Aller au contenu

Page:Gibbon - Histoire de la décadence et de la chute de l'Empire romain, traduction Guizot, tome 5.djvu/320

La bibliothèque libre.
Cette page a été validée par deux contributeurs.

Pénitence de Théodose. A. D. 390.

Lorsque Saint Ambroise apprit le massacre de Thessalonique, son âme se remplit d’horreur et d’effroi. Il se retira à la campagne pour s’y livrer à sa douleur et éviter la présence de Théodose ; mais, songeant qu’un silence timide le rendrait comme complice du crime, il écrivit une lettre particulière à l’empereur, dans laquelle il lui en peignait l’énormité, en l’avertissant qu’il ne pourrait l’effacer que par les larmes de la pénitence. Saint Ambroise joignant la prudence à la fermeté épiscopale, au lieu d’excommunier directement l’empereur[1], se contenta de lui mander qu’il avait été averti dans une vision de ne plus présenter l’oblation de l’Église au nom et même en présence de Théodose ; il lui conseillait de s’en tenir aux exercices de la prière, et de ne point penser à s’approcher des autels pour recevoir la sainte eucharistie avec des mains impures, encore teintes du sang d’un peuple innocent. L’empereur, profondément affecté des reproches de l’archevêque et déchiré de ses propres remords, après avoir pleuré quelque temps les suites funestes de son aveugle fureur, se disposa, comme de coutume, à faire ses dévotions dans la cathédrale de Milan.
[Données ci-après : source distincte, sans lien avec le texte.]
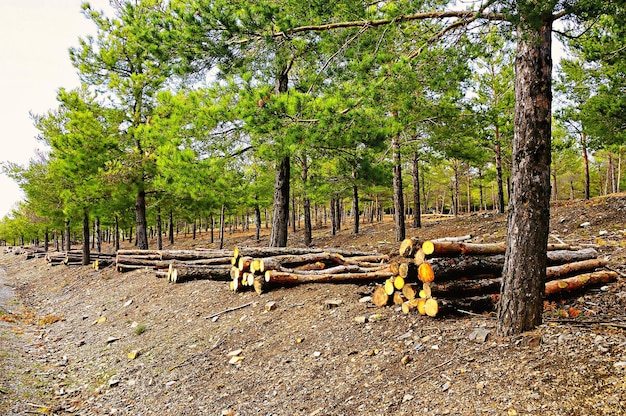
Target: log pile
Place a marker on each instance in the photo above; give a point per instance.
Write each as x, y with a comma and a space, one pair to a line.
261, 268
178, 265
449, 274
75, 258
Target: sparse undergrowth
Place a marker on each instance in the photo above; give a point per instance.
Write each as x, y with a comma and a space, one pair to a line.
79, 346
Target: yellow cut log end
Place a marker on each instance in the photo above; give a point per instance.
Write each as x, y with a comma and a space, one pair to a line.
431, 307
425, 273
428, 247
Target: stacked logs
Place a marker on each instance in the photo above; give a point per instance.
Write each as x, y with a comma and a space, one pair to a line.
263, 267
456, 275
178, 265
75, 258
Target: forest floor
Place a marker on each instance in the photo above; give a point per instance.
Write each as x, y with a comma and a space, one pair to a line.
66, 334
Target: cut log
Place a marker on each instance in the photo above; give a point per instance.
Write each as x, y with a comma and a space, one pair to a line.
409, 246
291, 260
431, 307
183, 272
398, 298
557, 257
555, 272
380, 296
277, 277
420, 257
456, 239
398, 282
440, 248
579, 282
389, 288
410, 291
447, 268
425, 272
408, 271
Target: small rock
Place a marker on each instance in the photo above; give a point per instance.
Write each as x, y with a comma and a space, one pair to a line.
479, 335
113, 381
375, 317
235, 360
332, 303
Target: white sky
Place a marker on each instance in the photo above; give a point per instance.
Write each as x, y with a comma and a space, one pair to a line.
35, 36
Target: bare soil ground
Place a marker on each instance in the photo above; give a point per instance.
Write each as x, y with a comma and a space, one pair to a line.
66, 334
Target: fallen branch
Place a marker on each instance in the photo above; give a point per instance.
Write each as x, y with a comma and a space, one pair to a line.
228, 310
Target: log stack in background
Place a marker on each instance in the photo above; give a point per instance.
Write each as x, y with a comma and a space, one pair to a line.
264, 267
178, 265
450, 274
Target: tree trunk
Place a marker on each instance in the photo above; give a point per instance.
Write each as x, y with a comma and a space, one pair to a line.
280, 218
398, 199
522, 293
68, 238
499, 175
116, 241
583, 144
86, 258
417, 209
159, 230
141, 223
98, 236
222, 226
355, 204
257, 223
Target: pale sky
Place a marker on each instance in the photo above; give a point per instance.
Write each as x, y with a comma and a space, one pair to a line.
35, 36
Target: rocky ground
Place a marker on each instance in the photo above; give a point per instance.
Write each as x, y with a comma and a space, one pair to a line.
78, 341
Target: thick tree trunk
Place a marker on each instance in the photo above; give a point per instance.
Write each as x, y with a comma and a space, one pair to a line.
521, 304
398, 198
499, 175
280, 218
417, 209
86, 258
141, 234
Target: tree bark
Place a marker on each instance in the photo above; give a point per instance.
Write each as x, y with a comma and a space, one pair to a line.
417, 209
398, 198
159, 230
141, 233
222, 225
355, 204
522, 293
280, 218
68, 238
86, 259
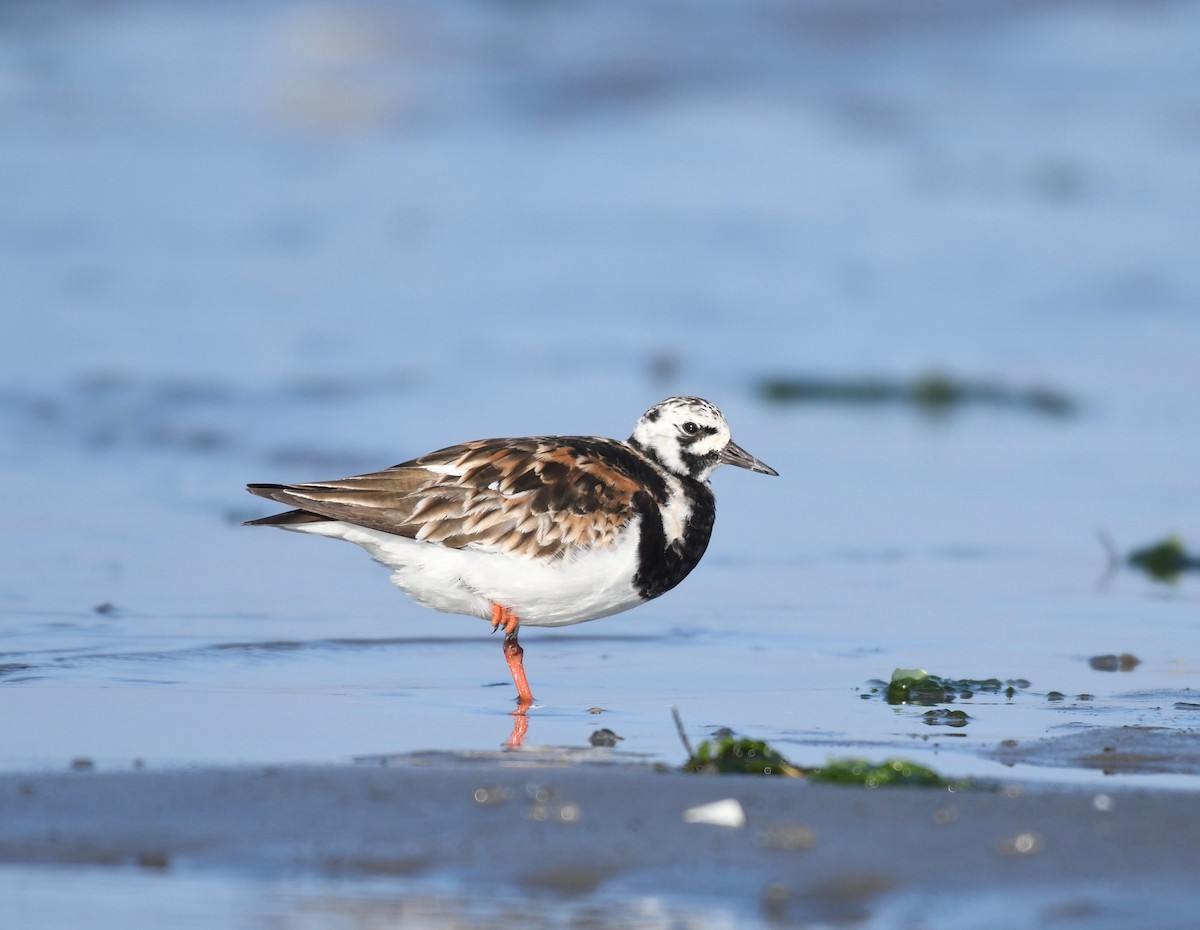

  1. Saint Ambroise, t. II, epist. 51, p. 997-1001. Son épître est une mauvaise rapsodie sur un sujet qui méritait d’être traité plus dignement. Saint Ambroise savait mieux agir qu’écrire ; ses compositions manquent de goût et de génie. Il n’a ni le feu de Tertullien, ni l’élégante abondance de Lactance, ni la vivacité spirituelle de saint Jérôme, ni la grave énergie de saint Augustin.